全労連の現勢は、114万人余です。今年も団塊の世代の退職時期と重なって、2万名弱の組合員が減ってはいますが、この1年間では、各産別・地方の皆さんの奮闘によって過去最高の10万人以上の組合員の拡大につなげています。この勢いをさらに発展させ、1日も早く増勢へと転じ、中期計画にある150万全労連の目標達成に努力したいと思います。

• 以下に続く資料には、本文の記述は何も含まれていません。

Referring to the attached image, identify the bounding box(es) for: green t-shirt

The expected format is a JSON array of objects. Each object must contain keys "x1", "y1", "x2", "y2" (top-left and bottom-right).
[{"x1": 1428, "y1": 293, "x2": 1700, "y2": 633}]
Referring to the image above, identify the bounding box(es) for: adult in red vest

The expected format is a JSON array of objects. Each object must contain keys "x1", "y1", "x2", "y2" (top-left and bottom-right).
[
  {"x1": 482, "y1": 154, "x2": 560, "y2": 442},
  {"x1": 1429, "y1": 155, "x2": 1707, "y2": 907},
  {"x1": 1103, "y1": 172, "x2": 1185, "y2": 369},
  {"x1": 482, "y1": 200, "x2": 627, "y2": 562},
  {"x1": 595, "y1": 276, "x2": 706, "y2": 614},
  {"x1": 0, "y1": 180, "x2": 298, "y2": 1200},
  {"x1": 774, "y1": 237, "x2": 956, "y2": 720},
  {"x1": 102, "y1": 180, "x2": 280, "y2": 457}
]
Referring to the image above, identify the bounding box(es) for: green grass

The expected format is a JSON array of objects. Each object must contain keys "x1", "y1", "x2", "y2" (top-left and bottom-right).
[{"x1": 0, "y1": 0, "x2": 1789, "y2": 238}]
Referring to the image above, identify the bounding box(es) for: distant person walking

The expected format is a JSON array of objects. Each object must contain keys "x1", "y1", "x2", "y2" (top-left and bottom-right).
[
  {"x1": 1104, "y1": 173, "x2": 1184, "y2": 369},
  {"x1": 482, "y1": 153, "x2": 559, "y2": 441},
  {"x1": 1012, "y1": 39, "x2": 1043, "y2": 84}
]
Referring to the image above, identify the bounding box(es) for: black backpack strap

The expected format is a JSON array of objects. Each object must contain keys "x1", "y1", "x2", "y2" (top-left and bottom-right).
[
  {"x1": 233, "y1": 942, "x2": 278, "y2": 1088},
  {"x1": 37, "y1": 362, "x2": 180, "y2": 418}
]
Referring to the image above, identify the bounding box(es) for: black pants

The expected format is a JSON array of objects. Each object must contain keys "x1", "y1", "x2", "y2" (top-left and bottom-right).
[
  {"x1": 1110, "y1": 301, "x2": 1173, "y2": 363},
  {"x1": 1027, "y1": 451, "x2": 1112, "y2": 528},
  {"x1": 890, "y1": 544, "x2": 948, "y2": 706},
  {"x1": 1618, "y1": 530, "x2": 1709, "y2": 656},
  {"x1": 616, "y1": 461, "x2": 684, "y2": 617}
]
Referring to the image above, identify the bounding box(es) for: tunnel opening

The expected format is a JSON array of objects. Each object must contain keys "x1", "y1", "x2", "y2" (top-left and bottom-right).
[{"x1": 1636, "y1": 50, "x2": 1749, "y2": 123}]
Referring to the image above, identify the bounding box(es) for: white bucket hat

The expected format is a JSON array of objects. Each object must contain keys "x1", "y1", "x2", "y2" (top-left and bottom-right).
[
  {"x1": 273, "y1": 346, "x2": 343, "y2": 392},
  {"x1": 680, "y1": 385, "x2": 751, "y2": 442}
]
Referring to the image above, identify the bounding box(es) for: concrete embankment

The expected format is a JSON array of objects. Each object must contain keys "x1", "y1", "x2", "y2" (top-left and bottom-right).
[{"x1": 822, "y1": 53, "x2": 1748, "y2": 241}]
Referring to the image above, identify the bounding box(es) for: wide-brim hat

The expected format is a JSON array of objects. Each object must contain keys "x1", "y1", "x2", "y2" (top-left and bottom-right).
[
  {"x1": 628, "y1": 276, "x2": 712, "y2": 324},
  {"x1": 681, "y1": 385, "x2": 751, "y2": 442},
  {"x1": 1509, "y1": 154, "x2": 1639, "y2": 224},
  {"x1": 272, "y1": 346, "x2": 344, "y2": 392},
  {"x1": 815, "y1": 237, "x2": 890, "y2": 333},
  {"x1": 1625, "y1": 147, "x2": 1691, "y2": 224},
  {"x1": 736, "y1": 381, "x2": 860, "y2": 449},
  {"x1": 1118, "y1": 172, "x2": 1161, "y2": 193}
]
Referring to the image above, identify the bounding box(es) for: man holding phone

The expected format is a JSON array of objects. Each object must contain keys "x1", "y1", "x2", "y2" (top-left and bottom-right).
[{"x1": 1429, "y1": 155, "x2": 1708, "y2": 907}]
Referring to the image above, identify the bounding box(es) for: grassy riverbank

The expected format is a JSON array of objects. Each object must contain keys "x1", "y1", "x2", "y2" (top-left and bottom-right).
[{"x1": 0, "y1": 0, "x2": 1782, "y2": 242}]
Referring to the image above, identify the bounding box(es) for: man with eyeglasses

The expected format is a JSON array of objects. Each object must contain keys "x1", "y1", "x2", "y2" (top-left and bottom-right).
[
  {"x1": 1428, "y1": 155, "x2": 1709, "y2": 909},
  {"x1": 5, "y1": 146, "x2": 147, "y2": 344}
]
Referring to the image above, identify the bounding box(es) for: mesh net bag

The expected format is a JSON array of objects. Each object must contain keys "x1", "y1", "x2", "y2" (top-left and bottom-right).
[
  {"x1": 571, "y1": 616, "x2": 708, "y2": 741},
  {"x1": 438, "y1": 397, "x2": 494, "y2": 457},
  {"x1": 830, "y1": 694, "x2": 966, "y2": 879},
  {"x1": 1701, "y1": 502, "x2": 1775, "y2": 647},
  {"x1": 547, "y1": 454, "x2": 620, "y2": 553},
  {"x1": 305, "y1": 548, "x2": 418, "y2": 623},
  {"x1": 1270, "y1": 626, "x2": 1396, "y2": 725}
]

 では、その条件と可能性はどこにあるのか、昨年秋の「2011全国集会」では、四つの挑戦を明らかにしました。労働者・国民の中にある「貧困と格差」の実態の告発、もっとも困難な状態にある労働者に目を向けた賃上げや最賃の大幅引き上げ、公契約の全国展開など目に見える成果を勝ち取る、雇用創出と雇用の安定など働いて人間らしく暮らせる制度を政府に求め、広範な労働者との総対話と共同を地域から積み上げることを確認してきました。
 高まる社会的運動との連帯を強め、春闘や「働くルール」の確立に向けた闘いのなかで、組織の拡大・強化を位置付け、次世代の成長に援助を惜しまないことだと思います。
 3.11大震災と福島原発事故が引き金となって、社会のあり方が大きく問われ、多くの労働者・国民が直接行動に立ち上がるという大きな変化の中にあって、暮らしの向上と平和を求めて国民的共同を追求する全労連の役割は一層重要となっています。大いにやりがいを持って奮闘しようではありませんか。
 最後に、来年にかけて、総選挙と参議院選挙があります。そして、2年後は統一地方選挙の年でもあります。民主・自民・公明の3党連合、新しい政党や維新の会などにメディアが騒いでも、増税と社会保障の改悪、原発再稼働、TPP参加、オスプレイの配備など、財界とアメリカ言いなりの政治から脱却しない限り、暮らしと平和を守り、安全・安心な社会への確かな道筋は描けません。憲法をいかし、「働くルール」の確立と「雇用と社会保障を中心におく日本」をめざした運動と共同の拡大に向けて奮闘したいと思います。「希望に輝く未来のために」と誕生した全労連の原点に立って、大会代議員の皆さんの活発な討論と新しい役員体制の確立をお願いして挨拶といたします。